Tia Ju pede ao MPRJ a preservação de atas, gravações, mensagens institucionais, registros eletrônicos e históricos de movimentação de processos no Sistema Eletrônico de Informações.
“Não estamos antecipando condenações nem interferindo na autonomia técnica do Conselho. Estamos pedindo que os documentos sejam apresentados, que as denúncias sejam investigadas e que uma eleição cercada de questionamentos não seja realizada às pressas”, afirmou a deputada.
A representação solicita também a apuração de eventual participação de agentes públicos em atos administrativos relacionados aos fatos denunciados. O documento ressalva, porém, que a condição de servidor público, isoladamente, não representa indício de irregularidade e que eventuais responsabilidades precisam ser individualizadas.
Caso também está na Polícia Civil
Outro ponto citado é o Procedimento nº 052-10997/2026, instaurado na 52ª DP (Nova Iguaçu). Segundo o relato apresentado às autoridades, a atual gestão do CEE-RJ teria feito supostas exigências envolvendo participação econômica em curso, solicitação de dinheiro e ingresso na sociedade mantenedora.

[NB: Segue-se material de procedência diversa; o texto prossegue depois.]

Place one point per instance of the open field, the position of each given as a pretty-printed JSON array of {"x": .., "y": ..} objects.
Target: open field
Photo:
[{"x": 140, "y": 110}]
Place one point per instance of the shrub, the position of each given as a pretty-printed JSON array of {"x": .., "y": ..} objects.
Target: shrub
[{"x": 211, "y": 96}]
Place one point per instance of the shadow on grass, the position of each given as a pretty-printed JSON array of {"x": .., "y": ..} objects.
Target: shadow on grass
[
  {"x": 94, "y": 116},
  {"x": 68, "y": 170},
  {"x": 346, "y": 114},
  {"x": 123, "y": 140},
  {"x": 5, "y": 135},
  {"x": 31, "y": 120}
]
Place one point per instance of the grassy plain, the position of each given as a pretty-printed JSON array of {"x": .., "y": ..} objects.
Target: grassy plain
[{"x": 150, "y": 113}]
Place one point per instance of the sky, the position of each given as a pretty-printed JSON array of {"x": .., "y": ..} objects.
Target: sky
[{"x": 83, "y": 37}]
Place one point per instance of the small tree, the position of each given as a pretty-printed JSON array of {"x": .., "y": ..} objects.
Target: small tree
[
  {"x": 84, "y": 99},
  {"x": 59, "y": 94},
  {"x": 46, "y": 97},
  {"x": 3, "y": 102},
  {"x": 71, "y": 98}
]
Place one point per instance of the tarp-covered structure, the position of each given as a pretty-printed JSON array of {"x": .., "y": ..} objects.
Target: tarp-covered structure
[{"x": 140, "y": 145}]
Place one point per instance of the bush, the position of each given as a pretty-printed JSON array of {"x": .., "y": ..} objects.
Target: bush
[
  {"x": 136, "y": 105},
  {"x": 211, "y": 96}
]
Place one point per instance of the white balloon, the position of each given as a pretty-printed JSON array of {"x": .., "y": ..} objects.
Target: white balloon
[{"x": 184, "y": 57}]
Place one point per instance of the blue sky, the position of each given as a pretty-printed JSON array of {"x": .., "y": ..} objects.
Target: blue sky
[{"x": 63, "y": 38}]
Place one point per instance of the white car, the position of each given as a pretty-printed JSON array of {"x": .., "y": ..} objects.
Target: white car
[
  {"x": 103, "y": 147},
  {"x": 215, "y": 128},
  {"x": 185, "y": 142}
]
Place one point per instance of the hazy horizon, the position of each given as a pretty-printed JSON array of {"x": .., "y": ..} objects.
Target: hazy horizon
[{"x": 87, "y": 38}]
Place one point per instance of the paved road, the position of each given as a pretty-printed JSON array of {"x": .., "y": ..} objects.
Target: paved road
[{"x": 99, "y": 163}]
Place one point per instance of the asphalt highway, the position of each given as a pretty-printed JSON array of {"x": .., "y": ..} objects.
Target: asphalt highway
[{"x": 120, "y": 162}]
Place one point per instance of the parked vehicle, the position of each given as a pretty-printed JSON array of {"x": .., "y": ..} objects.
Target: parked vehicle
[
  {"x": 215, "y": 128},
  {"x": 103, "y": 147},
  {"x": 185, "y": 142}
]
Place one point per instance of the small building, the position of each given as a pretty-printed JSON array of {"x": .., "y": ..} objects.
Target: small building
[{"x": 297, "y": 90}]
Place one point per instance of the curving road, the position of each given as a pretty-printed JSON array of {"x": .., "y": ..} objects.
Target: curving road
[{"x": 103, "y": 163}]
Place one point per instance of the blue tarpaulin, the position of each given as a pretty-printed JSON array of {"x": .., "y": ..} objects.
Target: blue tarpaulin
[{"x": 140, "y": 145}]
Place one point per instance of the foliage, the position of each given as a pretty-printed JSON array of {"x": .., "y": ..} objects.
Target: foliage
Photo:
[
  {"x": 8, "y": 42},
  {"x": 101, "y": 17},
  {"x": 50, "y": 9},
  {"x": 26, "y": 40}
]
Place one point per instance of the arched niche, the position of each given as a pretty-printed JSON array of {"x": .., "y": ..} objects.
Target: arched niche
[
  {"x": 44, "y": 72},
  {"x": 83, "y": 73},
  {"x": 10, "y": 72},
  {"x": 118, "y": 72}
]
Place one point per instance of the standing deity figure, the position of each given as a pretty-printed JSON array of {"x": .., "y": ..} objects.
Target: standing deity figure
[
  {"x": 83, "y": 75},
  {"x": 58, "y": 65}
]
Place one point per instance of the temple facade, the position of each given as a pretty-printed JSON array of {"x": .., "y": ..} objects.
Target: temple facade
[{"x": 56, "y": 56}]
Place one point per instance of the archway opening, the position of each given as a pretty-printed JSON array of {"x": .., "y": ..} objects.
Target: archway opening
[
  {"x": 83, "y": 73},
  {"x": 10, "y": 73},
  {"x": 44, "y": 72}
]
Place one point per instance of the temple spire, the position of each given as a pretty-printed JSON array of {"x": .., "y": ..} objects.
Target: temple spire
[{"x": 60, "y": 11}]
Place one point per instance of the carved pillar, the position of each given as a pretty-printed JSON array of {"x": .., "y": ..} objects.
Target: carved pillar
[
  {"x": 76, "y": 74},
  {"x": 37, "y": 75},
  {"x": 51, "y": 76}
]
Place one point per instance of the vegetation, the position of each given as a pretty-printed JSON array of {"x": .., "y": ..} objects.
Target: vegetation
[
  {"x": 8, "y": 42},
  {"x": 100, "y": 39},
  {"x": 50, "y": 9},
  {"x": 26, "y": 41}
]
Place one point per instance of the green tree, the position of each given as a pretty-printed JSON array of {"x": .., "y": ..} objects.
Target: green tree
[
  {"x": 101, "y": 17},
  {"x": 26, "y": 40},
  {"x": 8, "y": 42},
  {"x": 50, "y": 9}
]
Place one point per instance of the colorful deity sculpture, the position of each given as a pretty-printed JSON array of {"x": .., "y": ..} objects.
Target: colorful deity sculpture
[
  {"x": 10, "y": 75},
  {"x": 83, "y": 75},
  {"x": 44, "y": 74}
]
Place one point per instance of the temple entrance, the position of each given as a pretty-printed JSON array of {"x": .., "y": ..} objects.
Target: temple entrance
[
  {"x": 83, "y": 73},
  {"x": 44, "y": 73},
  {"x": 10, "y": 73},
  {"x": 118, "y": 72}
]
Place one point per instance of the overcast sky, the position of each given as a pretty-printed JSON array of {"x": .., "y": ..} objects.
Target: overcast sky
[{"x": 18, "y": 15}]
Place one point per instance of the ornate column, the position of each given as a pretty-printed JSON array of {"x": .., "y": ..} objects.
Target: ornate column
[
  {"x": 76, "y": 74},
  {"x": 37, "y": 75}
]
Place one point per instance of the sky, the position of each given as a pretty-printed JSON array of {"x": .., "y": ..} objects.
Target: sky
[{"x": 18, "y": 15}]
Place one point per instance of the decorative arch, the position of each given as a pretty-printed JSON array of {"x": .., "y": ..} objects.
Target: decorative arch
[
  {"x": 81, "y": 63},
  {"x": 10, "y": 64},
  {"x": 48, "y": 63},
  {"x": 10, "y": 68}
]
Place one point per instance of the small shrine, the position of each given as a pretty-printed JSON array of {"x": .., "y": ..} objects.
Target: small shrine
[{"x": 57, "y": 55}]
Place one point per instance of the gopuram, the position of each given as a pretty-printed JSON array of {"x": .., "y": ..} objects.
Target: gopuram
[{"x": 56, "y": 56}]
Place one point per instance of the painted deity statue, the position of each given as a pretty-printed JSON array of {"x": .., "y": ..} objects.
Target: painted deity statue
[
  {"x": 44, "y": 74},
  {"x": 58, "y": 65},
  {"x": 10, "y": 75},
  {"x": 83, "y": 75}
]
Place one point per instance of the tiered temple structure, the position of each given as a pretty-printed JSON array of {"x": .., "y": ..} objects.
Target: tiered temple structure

De acordo com o relato citado na representação, o denunciante afirma ter entregue R$ 10 mil em espécie após uma solicitação de R$ 20 mil. Ele também sustenta que o fechamento da sua instituição teria afetado aproximadamente três mil estudantes.
A Polícia Civil, conforme as informações apresentadas, encaminhou ofício à Alerj solicitando documentos sobre iniciativas parlamentares relacionadas ao funcionamento do CEE-RJ, incluindo os questionamentos feitos por Tia Ju.
Pedido restrito à eleição
O pedido apresentado ao MPRJ não prevê a interrupção das atividades regulares do Conselho Estadual de Educação. A representação busca suspender apenas o processo eleitoral, assim como eventuais atos de homologação e nomeação, até que os questionamentos sobre a condução do pleito sejam analisados.
O documento também pede que sejam ouvidos os conselheiros responsáveis pela carta de denúncia, os integrantes da Comissão Eleitoral e servidores ligados à produção e à guarda dos registros relacionados ao processo.
“São denúncias graves, que não podem ser ignoradas, mas também não podem ser tratadas como condenação antecipada. Nosso dever é entregar os documentos às instituições competentes e exigir uma apuração independente”, declarou Tia Ju.
A deputada também solicita que o Ministério Público avalie a necessidade de atuação conjunta das áreas responsáveis pela tutela coletiva da educação e pela defesa do patrimônio público e da probidade administrativa.